To aid navigation, each chapter's title page contains a table of contents to the QuickCheck Models. However, supplying a TOC for these brief sections seem unnecessary. The models, themselves, appear one to a page with the desciption (or title) of the model at the top of the page. Rather, the user of the style manual would have been better served if a TOC had been created for the main text of each chapter, which is much more detailed and offers information not provided by the models.
Paragraphs within each chapter are identified by a two level numbering system (chapter, paragraph). Mills mentioned that she modeled her manual after the Chicago Style Manual (CSM), which also uses this numbering schema for navigation purposes. Like CSM, Evidence Explained opens each paragraph with a run-in subhead identifying the subject matter of the paragraph. However, nowhere is there a reference or cross-index to the paragraph numbers, themselves, making them somewhat superfluous.
Each chapter contains a section called, "Guidelines and Examples." This is the major text explaining issues related to each category of sources. Don't forego reading this part of the text in favor of just using the models. Here, I recommend that the researcher employ the JIT approach to reading. JIT (meaning "just in time") is a term borrowed from manufacturing whereby parts to make a product are ordered and shipped to the factory "just in time" to assemble the product, saving time and the expense of warehousing a large inventory of parts. When searching for the most appropriate style template to use--and once you have identified the source type--,read the sub-section labeled "Basic Issues" within the "Guidelines and Examples" section. Then, proceed to the paragraph that describes the specific type of source. (This is where a chapter TOC would have helped.) Reading the "Basic Issues" section will help the researcher see how concepts in citations relate to that specific source. Another feature that Mills employed in the text was the use of icons to indicate explanations of citations related to microfilm, computer databases, etc. Mills did not explain this feature in her preface, perhaps thinking that no explanation was necessary. For an example of how these icons are used, refer to page 347. As a matter of fact, the lack of an introduction and orientation to the book seems to be its greatest weakness. Any reference manual--and this book certainly fits that description--should offer the reader an orientation to the conventions used within.
Finally, Mills provided two indexes to the manual. The first is the general index. It offers the best way to apply the JIT principle, sometimes directing you to multiple examples on separate pages.
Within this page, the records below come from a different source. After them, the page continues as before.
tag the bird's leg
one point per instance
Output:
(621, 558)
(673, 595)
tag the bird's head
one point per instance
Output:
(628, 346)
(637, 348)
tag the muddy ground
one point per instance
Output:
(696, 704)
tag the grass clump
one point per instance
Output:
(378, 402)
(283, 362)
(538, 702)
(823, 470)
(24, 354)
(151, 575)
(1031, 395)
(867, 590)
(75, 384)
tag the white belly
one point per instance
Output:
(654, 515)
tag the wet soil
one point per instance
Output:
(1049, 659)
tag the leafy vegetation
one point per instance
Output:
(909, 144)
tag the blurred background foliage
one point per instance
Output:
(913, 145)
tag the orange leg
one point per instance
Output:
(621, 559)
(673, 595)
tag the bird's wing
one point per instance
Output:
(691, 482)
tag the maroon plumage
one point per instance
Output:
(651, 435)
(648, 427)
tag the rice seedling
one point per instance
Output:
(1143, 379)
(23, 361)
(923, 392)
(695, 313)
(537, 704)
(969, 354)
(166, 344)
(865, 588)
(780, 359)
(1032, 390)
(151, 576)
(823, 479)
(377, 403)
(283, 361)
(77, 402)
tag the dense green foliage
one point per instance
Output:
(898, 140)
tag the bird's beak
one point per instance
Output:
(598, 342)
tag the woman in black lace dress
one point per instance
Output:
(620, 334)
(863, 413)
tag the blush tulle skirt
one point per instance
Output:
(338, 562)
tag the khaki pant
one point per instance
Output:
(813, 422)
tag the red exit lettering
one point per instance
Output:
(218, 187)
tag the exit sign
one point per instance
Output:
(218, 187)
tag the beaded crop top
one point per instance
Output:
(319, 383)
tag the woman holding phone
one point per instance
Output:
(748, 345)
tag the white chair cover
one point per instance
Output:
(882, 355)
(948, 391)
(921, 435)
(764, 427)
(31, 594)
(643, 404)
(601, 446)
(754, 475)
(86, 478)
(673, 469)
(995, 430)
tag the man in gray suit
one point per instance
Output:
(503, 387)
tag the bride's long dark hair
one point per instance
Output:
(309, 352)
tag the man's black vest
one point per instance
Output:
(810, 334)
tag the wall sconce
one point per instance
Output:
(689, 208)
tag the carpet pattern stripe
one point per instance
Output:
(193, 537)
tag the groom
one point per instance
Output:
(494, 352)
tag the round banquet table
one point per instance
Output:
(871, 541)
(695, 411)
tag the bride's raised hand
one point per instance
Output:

In absence of a chapter table of contents, the index is your only resource for navigating the book. The second index is to the QuickCheck Models only. It is redundant of the general index, which also includes references to the QuickCheck Models. When searching the index(es), be certain that you know which index you are purusing. The two indexes do not have separate page headers.
Despite the above-mentioned weaknesses, it is a monumental and welcomed improvement over earlier works and, no doubt, will help us all become better writers of our family research. I can still highly recommend it.